La solution d’Isabelle : parler leur langage tout en rappelant la vision commune. Et surtout, mettre le client au centre des KPI (notes Google, satisfaction). Résultat ? Les restaurants progressent, l’image suit, les ventes aussi, et tout le monde y trouve son compte.

Leadership : authenticité ou masque de fer ?

Dans un réseau où les échanges sont parfois… musclés, Isabelle a tranché : elle reste elle-même. Pas de costume de “grande patronne” froide. Elle mise sur la vulnérabilité assumée et un comité de direction ultra-participatif où on débat vraiment.

« Les équipes valorisent l’authenticité, même la vulnérabilité. C’est beaucoup plus engageant que la distance. »

– Isabelle Herman

Ses conseils aux CMO qui veulent devenir CEO

Si vous êtes CMO et que l’idée vous titille, voici la feuille de route selon Isabelle Herman :

  • Préférez la promotion interne : crédibilité immédiate
  • Prouver d’abord sur votre périmètre, puis sortir du silo marketing
  • Travailler vos zones de fragilité en mode commando (prise de parole, finance…)
  • Accepter le feedback cash et pratiquer encore et encore
  • Rester aligné avec les valeurs de l’entreprise – sinon, ça ne tiendra pas

Et demain pour KFC France ?

400 restaurants fin 2025, potentiel pour doubler. Le poulet est la viande préférée des Français, moins calorique, moins carbonée, ultra-versatile. L’enseigne veut continuer sa montée en gamme responsable, féminiser son réseau de franchisés et ouvrir encore plus de restaurants qualitatifs en centre-ville.

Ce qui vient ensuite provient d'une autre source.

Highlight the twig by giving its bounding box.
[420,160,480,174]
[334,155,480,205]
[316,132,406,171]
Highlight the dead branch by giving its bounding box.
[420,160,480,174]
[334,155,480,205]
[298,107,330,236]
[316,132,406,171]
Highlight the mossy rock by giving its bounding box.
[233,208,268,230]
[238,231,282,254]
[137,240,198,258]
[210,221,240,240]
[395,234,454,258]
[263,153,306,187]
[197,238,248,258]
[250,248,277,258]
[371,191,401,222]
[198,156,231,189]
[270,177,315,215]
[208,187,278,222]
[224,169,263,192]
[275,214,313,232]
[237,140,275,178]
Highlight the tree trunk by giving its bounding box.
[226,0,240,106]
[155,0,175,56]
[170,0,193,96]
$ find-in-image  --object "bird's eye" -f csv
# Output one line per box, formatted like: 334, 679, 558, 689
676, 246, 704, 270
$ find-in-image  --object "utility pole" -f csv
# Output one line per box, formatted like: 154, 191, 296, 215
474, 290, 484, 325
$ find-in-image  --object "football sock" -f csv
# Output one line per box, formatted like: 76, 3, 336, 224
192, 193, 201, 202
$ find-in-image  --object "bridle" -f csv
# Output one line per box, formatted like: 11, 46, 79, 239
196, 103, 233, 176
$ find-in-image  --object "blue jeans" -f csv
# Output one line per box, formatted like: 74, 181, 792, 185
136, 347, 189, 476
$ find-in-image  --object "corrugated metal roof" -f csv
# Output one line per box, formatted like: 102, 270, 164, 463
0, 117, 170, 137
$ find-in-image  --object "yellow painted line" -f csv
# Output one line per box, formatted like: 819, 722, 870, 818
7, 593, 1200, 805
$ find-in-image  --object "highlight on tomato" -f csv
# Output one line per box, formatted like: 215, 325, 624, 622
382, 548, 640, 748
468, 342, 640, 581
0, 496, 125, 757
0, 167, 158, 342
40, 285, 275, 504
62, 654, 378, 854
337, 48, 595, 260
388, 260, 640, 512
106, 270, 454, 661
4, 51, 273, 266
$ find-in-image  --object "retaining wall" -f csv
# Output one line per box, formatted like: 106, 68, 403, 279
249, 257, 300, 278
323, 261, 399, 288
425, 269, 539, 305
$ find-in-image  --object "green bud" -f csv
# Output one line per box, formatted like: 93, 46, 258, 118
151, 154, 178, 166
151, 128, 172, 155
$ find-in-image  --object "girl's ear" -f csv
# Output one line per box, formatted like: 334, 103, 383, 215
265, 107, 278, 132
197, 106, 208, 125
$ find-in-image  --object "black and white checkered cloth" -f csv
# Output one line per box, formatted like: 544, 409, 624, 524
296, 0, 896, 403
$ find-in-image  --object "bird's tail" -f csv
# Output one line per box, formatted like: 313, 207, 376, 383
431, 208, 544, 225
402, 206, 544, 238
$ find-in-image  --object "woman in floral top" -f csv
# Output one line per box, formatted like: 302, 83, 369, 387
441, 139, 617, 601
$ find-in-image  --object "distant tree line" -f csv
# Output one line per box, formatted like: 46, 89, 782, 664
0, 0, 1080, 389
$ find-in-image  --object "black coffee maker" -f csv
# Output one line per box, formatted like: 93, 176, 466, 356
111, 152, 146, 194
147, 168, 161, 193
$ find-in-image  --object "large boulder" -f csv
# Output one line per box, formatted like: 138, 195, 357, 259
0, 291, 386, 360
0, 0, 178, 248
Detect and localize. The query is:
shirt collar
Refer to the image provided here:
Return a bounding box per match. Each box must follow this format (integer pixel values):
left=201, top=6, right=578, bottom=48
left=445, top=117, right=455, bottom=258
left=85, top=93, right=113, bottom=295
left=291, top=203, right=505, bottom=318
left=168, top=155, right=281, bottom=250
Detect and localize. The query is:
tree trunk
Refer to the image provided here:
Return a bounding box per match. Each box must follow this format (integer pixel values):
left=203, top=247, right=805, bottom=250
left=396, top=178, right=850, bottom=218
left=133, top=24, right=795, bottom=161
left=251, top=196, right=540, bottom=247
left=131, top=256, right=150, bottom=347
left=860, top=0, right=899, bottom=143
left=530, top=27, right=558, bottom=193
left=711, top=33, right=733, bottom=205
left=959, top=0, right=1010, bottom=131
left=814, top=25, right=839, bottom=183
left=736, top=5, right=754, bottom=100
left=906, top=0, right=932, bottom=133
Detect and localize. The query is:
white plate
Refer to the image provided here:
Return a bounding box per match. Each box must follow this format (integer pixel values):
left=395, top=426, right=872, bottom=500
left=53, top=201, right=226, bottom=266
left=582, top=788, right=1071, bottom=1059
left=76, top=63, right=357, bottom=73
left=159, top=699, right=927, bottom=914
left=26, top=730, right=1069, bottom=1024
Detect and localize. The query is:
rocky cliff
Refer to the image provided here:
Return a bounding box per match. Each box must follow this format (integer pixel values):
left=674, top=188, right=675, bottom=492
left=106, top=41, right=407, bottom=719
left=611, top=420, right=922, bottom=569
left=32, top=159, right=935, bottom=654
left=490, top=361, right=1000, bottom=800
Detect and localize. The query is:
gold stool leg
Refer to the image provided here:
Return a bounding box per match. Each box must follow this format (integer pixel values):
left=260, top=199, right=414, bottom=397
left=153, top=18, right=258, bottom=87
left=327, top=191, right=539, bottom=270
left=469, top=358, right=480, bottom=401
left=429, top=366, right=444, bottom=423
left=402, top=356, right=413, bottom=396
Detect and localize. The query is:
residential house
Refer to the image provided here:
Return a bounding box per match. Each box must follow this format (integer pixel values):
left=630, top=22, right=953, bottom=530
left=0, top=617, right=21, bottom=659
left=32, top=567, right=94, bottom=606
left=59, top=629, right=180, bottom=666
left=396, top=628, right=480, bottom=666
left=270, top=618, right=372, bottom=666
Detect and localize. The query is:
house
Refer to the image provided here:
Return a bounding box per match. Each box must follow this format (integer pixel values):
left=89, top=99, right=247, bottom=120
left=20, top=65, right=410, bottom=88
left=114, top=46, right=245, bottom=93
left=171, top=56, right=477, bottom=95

En résumé, l’histoire d’Isabelle Herman nous rappelle une chose essentielle : dans les industries où la marque est reine, les meilleurs CEOs sont souvent d’anciens marketeurs qui n’ont jamais oublié que tout commence… et finit par le client.

Une leçon d’autant plus précieuse en 2025, où la bataille de l’attention et de la confiance se joue plus que jamais sur l’expérience délivrée, pas seulement promise.